Metabotropic receptor-activated calcium increases and store-operated calcium influx in mouse Müller cells

PURPOSE. Metabotropic receptor agonists that signal through G _q-coupled pathways increase Ca²⁺ in mammalian Müller cells by release from intracellular stores and Ca²⁺ influx pathways that have not been well described. The authors examined the involvement of voltage-dependent and non-voltage-dependent Ca²⁺ channels in metabotropic muscarinic receptor-activated Ca²⁺ increases and store-operated Ca²⁺ influx in cultured mouse Müller cells.

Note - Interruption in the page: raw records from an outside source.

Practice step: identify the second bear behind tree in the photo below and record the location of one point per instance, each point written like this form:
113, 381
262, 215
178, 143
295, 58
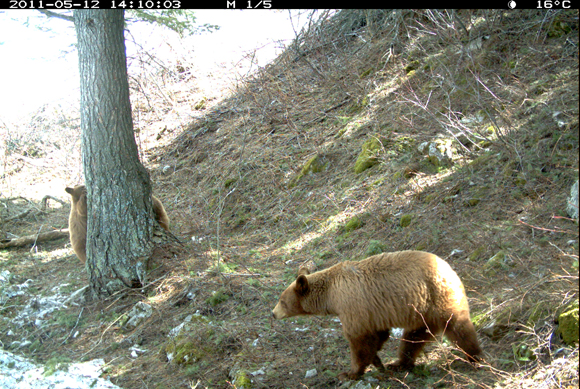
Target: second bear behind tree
413, 290
77, 221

METHODS. Intracellular Ca²⁺ was measured using fluorescence imaging with the ratiometric dye fura-2. Currents were recorded using the whole-cell patch-clamp recording method. mRNA and protein were identified using reverse transcriptase polymerase chain reaction (RT-PCR) and immunocytochemical approaches. RESULTS. The muscarinic receptor agonist carbachol (3-20 μM) produced increases in Ca²⁺ that were blocked by the muscarinic receptor antagonists atropine and pirenzepine. RT-PCR confirmed mRNA for metabotropic M1 muscarinic receptors. Depletion of Ca²⁺ stores by the sarcoplasmic/endoplasmic Ca²⁺ ATPase (SERCA) inhibitors thapsigargin and cyclopiazonic acid or the inhibition of phospholipase C occluded the carbachol-activated increase in Ca²⁺. Carbachol-activated Ca ²⁺ increases in Müller cells were enhanced by the diacylglycerol derivative 1-oleyl-2-acetyl-sn-glycerol and were blocked by transient receptor potential (TRP) channel blockers Gd³⁺, La³⁺, 2-APB, and flufenamic acid. Both muscarinic receptor activation and thapsigargin treatment depleted Ca²⁺ stores and produced Ca²⁺ entry that was attenuated by La³⁺, 2-APB, Gd³⁺, and flufenamic acid. mRNA and protein for TRPC1 and TRPC6 were present in mouse Müller cells, and carbachol activated a Gd³⁺-sensitive, TRP-like cation channel. CONCLUSIONS. Metabotropic muscarinic receptor-activated Ca²⁺ increases in mouse Müller cells require the release of Ca²⁺ from intracellular stores and the activation of Ca²⁺ entry that involves TRP-like cation channels but is independent of voltage-dependent Ca²⁺ channels.